"Look out now, zee!" said Fritz, pointing upward. Almost over our head was Number 7's spout, and, dribbling off the end, another small rope of sparks.

We fell over each other to the pit's edge, stopping when we reached tracks. Looking back at once, we saw that the stream had thickened like the other in the slag-hole. But here it was molten steel, and with a long drop of thirty feet. The rebound of the thudding molten metal sent it off twenty-five or thirty feet in all directions. Three different groups of men were backing off toward the edge of the pit.

The stream swelled steadily till it reached the circumference of a man's body, and fell in a thudding shaft of metallic flame to the pit's floor. Spatterings went out in a moderately symmetrical circle forty feet across. The smaller gobs of molten stuff made minor centres of spatter of their own. It was a spectacle that burned easily into memory.

The gang of men at the edge of the pit watched the thing with apparent enjoyment. I wondered slowly two things: one, whether anyone ever got caught under such a molten Niagara, and two, whether the pit was going to have a steel floor before it could be stopped. How could it be stopped, anyway?

The craneman had been busy for some minutes picking up a ladle from Number 4, and at that instant he swung it under, and the process of steel-flooring ceased.[2]

What the devil had happened? I talked with everybody I could as they broke up at the pit's edge. It was a rare thing I learned: the mud and dolomite (a limestone substance) in the tap-hole had not been properly packed, and broke through. My companions told me about another occasion, some years before, when molten steel got loose. It happened on the Bessemer furnaces, and the workers hadn't either the luck or agility of ourselves.
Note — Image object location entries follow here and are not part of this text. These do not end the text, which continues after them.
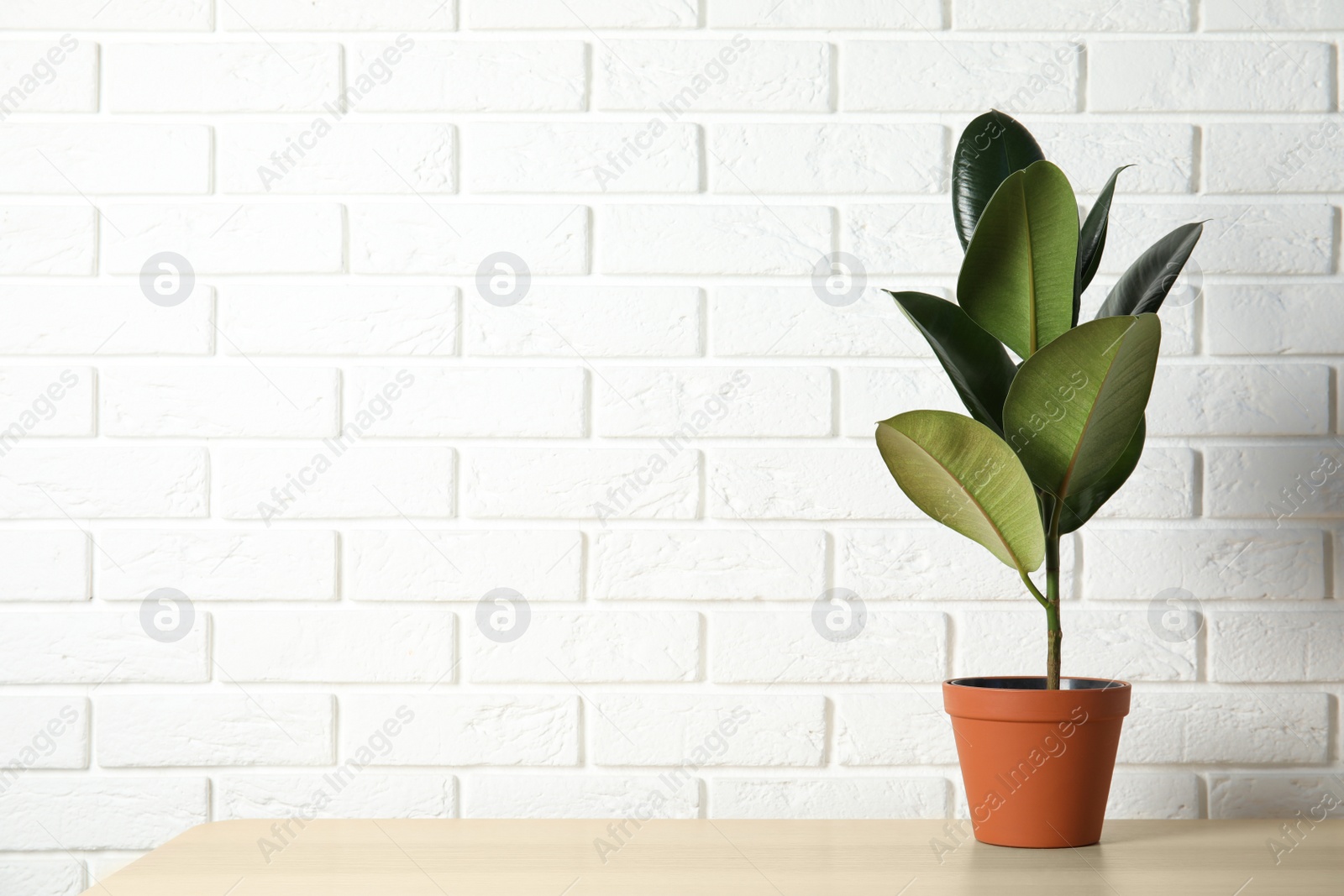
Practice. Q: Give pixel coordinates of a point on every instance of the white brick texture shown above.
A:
(506, 448)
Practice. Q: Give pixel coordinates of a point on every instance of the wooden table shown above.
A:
(725, 857)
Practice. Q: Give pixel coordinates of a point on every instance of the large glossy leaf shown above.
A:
(1142, 289)
(1092, 239)
(1079, 506)
(991, 148)
(976, 362)
(968, 479)
(1018, 277)
(1074, 406)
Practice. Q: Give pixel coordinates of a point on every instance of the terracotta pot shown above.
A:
(1037, 763)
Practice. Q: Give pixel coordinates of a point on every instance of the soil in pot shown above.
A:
(1037, 763)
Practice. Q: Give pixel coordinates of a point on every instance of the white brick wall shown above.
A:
(342, 438)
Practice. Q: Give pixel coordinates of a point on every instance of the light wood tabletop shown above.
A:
(717, 857)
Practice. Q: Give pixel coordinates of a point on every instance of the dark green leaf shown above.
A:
(991, 148)
(1142, 289)
(1081, 506)
(976, 362)
(1092, 239)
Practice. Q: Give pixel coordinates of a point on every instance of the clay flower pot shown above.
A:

It caught twenty-four men in the flow—killed and buried them. The company, with a sense of the proprieties, waited until the families of the men moved before putting the scrap, which contained them, back into the furnace for remelting.

As I ate three bowls of oatmeal at the Greek's, at 7.15, I thought, "Those fellows do these shifts, year after year. What does the heat, and the danger, and the work do to them? Maybe they 'get used to' the whole business. Will I?"

I went to bed at 8.05, and all impressions faded from consciousness, except weariness, and lame arms, and a burn on each ankle.

After two or three days in the pit, I began to know the gang a little by name and character. There was Marco, a young Croat of twenty-four, who had started to teach me Croatian in return for some necessary American; Fritz, a German with the Wanderlust; Adam, an aristocratic person, very mature, and with branching moustachios; Peter, a Russian of infinite good-nature; and a quiet-eyed Pole, who was saving up two hundred dollars to go to the old country.